I loved all the details about Albert Einstein. And it was super cool to see how smart Charlie was (and her seeing the numbers allowing her to be an amazing snowboarder is very Chuck-intersect like.)
This was a very fast paced adventure and I’d say closer to Alex Rider than Fun Jungle in terms of age, just for the very fact that people are killed.
I loved all the details about Israel and the library there (and the afterward which explains how the author went there and researched.)
Would be surprised if this wasn’t optioned into a film-it played like one in my head.


Terra Tempo: The Four Corners of Time by David Shapiro, Christopher Herndon

This is #2 in the Terra Tempo series, but it was fine that I hadn’t read #1 as they kindly filled me in on everything in a brief intro. This was an enjoyable graphic novel filled with adventure and so much interesting geology and natural history that it almost seemed like a Science Comics at times. At times some of the plot was a little confusing, including how and why a giant bird sometimes saves them, but overall I thought this was good time travel for kids.

Palace of Stone by Shannon Hale

Having recently reread Princess Academy and realizing that a. I thought that book was great and b. I’d never read the sequels, I picked this up recently. I ended up not taking it on vacation with me and had it waiting at home to enjoy recuperating from vacation by lying on the couch reading this. Hale is such a good writer (though I will admit I skip the quarry songs at the start of each chapter, even though I’m sure she worked hard on them.) As a sequel I thought this was great-it built on what we learned about the land and the characters from the first book and introduced a real consequence and new world to them after the victory at the end of the first book.

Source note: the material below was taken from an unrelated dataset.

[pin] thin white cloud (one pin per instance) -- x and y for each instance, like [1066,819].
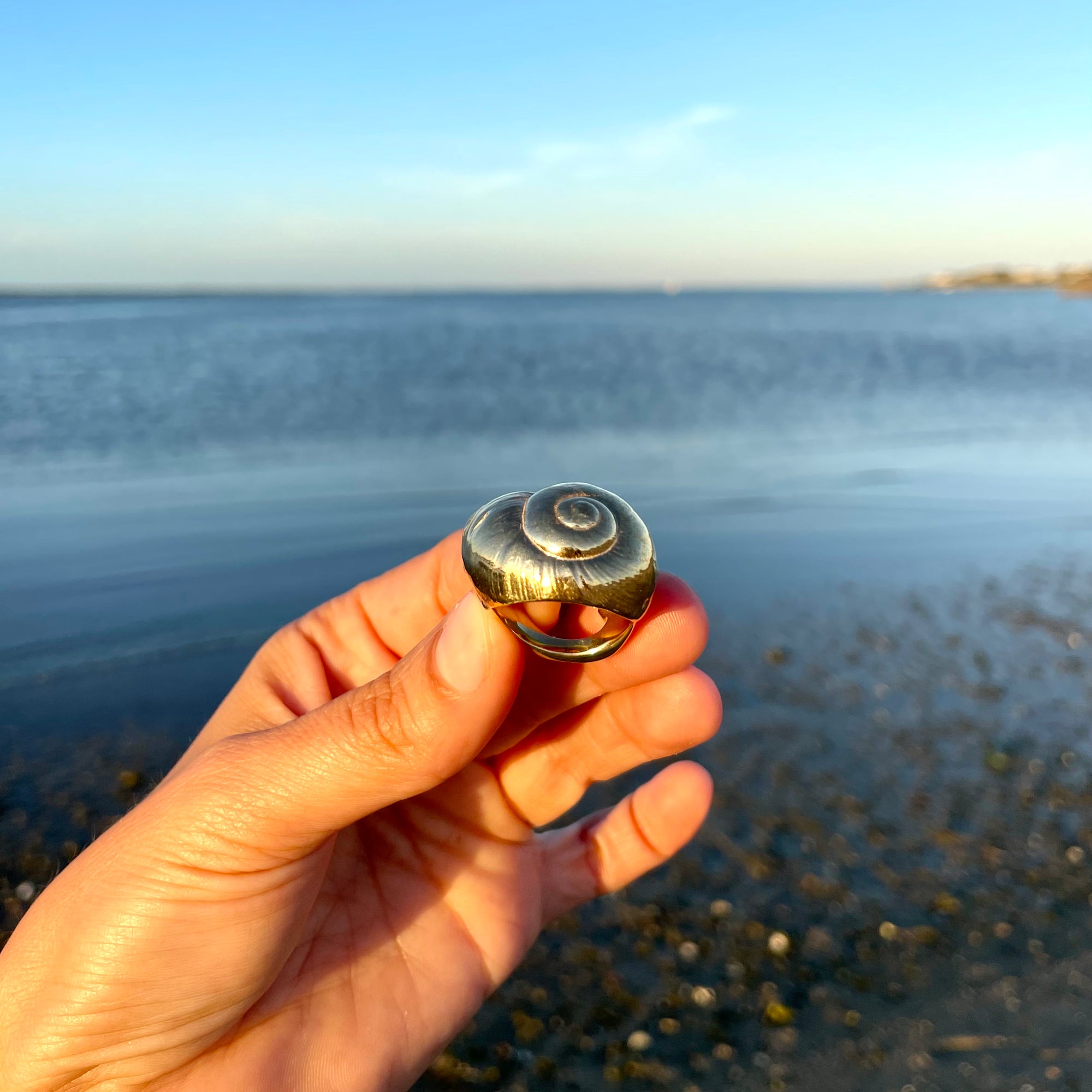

It was hard not to read about commoner uprisings and tyrant kings and not see it in light of the current political landscape! I liked how Hale managed to included details that showed how truly cut off the Esklanders had been for generations, such as they literally knew nothing of medicine. Miri’s lessons in bravery and diplomacy come in handy, along with her new studies in ethics. And the somewhat magical properties of linder become more apparent (and useful.)
I thought this was an exciting sequel and look forward to reading the conclusion.